Spry Fox, another independent game maker, tried suing. It had made a puzzle game for Facebook called Triple Town and then discovered a company called 6waves Lolapps released a very similar game in Apple's App Store called Yeti Town. In response, Spry Fox filed a copyright infringement lawsuit against 6waves Lolapps in January in United States District Court in Seattle.
In its complaint, Spry Fox argues that it had been in negotiations with 6waves Lolapps to publish Triple Town and had given private access to an early version of the game.
"It feels like the Wild West," said Daniel Cook, a chief creative officer of Spry Fox. "There are a lot of very, very powerful people. There's a lot of money. There are smaller companies, and there are also people who have learned from history that cloning is a valid business model, and they're going to build out entire companies around that concept."
Representatives from Gamenauts and 6waves were not immediately available for comment.
Many small game companies share a fear of one big game developer: Zynga, the publicly traded maker of popular games like FarmVille and Words With Friends. The sentiment among many small game makers is that it is a matter of when, not if, Zynga will clone a game after it becomes successful. In Zynga's offices, screenshots of competitors' games were sometimes taped to the wall, said two former employees who spoke on the condition of anonymity for fear of retribution, while management goaded teams to "fast-follow," or reproduce, their rivals' best features.

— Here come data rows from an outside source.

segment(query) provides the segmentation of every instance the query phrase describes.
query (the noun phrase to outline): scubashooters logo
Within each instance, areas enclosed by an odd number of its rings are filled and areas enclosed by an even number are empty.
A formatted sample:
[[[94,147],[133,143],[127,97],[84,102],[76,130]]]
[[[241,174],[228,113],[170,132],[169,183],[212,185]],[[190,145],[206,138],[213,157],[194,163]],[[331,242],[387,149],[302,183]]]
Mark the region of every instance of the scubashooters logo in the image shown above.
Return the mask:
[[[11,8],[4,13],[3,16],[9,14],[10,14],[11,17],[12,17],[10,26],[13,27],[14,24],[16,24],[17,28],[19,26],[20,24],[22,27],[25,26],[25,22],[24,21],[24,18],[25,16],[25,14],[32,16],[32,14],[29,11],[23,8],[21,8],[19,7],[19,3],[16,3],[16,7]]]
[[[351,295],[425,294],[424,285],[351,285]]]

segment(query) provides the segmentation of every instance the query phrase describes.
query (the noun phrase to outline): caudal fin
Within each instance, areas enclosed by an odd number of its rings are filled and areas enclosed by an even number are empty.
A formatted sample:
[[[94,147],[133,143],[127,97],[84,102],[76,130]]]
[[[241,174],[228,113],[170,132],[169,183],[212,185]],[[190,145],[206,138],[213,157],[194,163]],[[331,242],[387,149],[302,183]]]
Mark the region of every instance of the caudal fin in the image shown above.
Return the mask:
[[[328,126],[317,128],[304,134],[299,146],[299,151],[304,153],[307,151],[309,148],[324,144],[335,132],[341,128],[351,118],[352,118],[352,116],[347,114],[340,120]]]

When asked about how it creates games, John Schappert, Zynga's chief operating officer, said he did not think of Zynga as a clone maker, but as an innovator. He said that Tiny Tower was not the first tower game, as many titles in this genre, like Sim Tower, had preceded it. He said Zynga's mission was to win over consumers with the best quality games of each genre.
The issue of copying, Mr. Schappert said, is not unique to games, but for the entertainment industry as a whole. He compared the game industry to the movie industry, where new films always borrow ideas from older ones.
"The winner is the one with the best ideas, the best script writing, the best actors, the best cinematography," he said. "It's the same thing here. We have to earn the engagement of the consumer. This is entertainment."
"Who's going to win?" Mr. Schappert asked. "The winners are going to be the consumers, because they're going to get the best game possible."
The founders of Vlambeer, the maker of Radical Fishing, said they disagreed that cloning was good for consumers. They said cloning would make it more difficult for small companies to take risks on new ideas, but easy for big companies to succeed by rehashing old ideas. As a result, all new games could look extremely alike and unoriginal.
"If we go into that sort of spiral we'll end up in a place where there's only cloners, and there's a limited amount of creativity happening," Mr. Ismail said. "That's the biggest horror scenario."
Zynga itself has fought the issue of cloning. In 2011, Zynga filed a lawsuit against Vostu, a Brazilian company, accusing it of blatantly copying Zynga's games.
In the end, NimbleBit resorted only to public shaming as a recourse. The maker of Tiny Tower published a graphic stacking screenshots of the two games side by side to show how closely they resembled each other.
NimbleBit wrote in the graphic: "Good luck with your game, we are looking forward to inspiring you with our future games!"
Evelyn M. Rusli contributed reporting.